You know that if you own a car, you must have auto insurance or you’re breaking the law. But you’re not too clear about what insurance you need…full coverage or liability car insurance?
You know that if you have an auto loan you need car insurance, but you’re not too clear about what coverages. And if you have a leased car, you need insurance too, but what coverage and how much…full coverage or liability only?
Before you get a car insurance estimate you want to know what insurance coverages you’ll need. Let’s explain the differences between full coverage and liability car insurance.
What Kind Of Insurance Coverages Do You Need?
The Law – Liability Only
- To satisfy the law you need to at least carry liability insurance on any car that you own and operate.
- Liability only coverage will cost less than full coverage.
- Liability only doesn’t offer the complete package of coverages that full coverage offers.
- Liability just pays for the other persons car and bodily injuries as the result of a car accident.
- Liability insurance coverage does not pay for your car or your bodily injuries.
- You would have to carry full coverage to have your car and your bodily injuries paid for.
Loans & Leases – Full Coverage
- If you have a loan on your car, the loan company will require full coverage.
- If you lease your car, the leasing company will require you to carry full coverage.
- Since the loan and or leasing company owns your car while the loan is out or you carry the lease on it, they want to make sure it gets the best repairs available if you wreck it.
- After you pay the loan off or end the lease, you can drop down to liability only, if you choose to.
- But why would you want to carry only liability when full coverage offers more coverages.
- Full coverage includes comprehensive, collision, liability, medical expenses and uninsured motorist coverage.
- Comprehensive will pay for damages to your car if it is keyed, stolen, has a cracked windshield or you hit a deer.
- Collision pays for your car if you are in a car accident.
- Medical expense pays for your bodily injuries from a car accident.
- Liability pays for damages to the other persons car and bodily injuries as the result of a car accident.

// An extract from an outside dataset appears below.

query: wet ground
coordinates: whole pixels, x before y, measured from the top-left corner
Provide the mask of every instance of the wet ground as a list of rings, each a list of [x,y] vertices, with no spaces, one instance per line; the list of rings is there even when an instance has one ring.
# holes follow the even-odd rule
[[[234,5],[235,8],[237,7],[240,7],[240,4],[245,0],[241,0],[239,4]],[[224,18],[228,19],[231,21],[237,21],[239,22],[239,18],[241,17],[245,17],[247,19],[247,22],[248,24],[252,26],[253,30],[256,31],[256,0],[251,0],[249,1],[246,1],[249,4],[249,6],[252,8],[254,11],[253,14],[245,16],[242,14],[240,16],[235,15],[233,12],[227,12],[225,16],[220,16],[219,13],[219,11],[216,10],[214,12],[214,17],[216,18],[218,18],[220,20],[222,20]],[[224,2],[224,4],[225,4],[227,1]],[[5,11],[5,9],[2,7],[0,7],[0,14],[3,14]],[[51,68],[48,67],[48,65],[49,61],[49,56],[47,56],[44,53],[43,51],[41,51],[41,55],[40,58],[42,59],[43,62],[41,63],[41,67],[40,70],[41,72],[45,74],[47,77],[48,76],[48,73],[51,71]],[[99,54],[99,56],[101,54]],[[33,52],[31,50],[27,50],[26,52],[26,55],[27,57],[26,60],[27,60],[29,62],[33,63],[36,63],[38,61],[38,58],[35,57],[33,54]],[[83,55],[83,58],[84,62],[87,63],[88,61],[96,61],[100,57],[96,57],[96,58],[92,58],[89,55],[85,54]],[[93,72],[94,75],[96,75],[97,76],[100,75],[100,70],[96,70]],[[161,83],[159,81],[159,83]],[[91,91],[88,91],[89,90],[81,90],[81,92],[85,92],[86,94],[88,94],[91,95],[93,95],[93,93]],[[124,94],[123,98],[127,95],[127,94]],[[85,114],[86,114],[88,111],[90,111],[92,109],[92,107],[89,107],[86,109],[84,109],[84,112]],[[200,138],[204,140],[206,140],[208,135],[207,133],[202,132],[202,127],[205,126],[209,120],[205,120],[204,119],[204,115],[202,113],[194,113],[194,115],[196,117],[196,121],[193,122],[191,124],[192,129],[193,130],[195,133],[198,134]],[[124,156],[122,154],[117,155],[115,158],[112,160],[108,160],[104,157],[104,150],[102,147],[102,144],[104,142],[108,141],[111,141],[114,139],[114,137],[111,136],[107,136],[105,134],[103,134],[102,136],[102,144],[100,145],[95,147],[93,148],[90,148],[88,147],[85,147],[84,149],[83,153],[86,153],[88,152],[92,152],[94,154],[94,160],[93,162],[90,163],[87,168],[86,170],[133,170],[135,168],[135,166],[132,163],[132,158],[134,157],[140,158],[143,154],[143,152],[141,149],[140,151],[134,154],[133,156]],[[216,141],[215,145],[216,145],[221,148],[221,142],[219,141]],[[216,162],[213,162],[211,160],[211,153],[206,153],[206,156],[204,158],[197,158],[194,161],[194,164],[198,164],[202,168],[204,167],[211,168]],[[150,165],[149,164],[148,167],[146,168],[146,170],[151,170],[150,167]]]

- Uninsured motorist coverages pay for your car and bodily injuries if the other person does not carry car insurance.
Older Cars – Sometimes Liability Only
- If you have an older car, the cost of full coverage may not be worth it.
- Do the math to determine if the premiums you pay every year for full coverage on an older car are more or less than the amount you would receive from a claim check.
- Older cars, maybe 10 years or more, sometimes just carry liability only, not full coverage.
Call your car insurance agent for a review of your car insurance requirements and coverages. The last thing you want is to be surprised at the time of a claim because you assumed that you had a coverage that you did not have.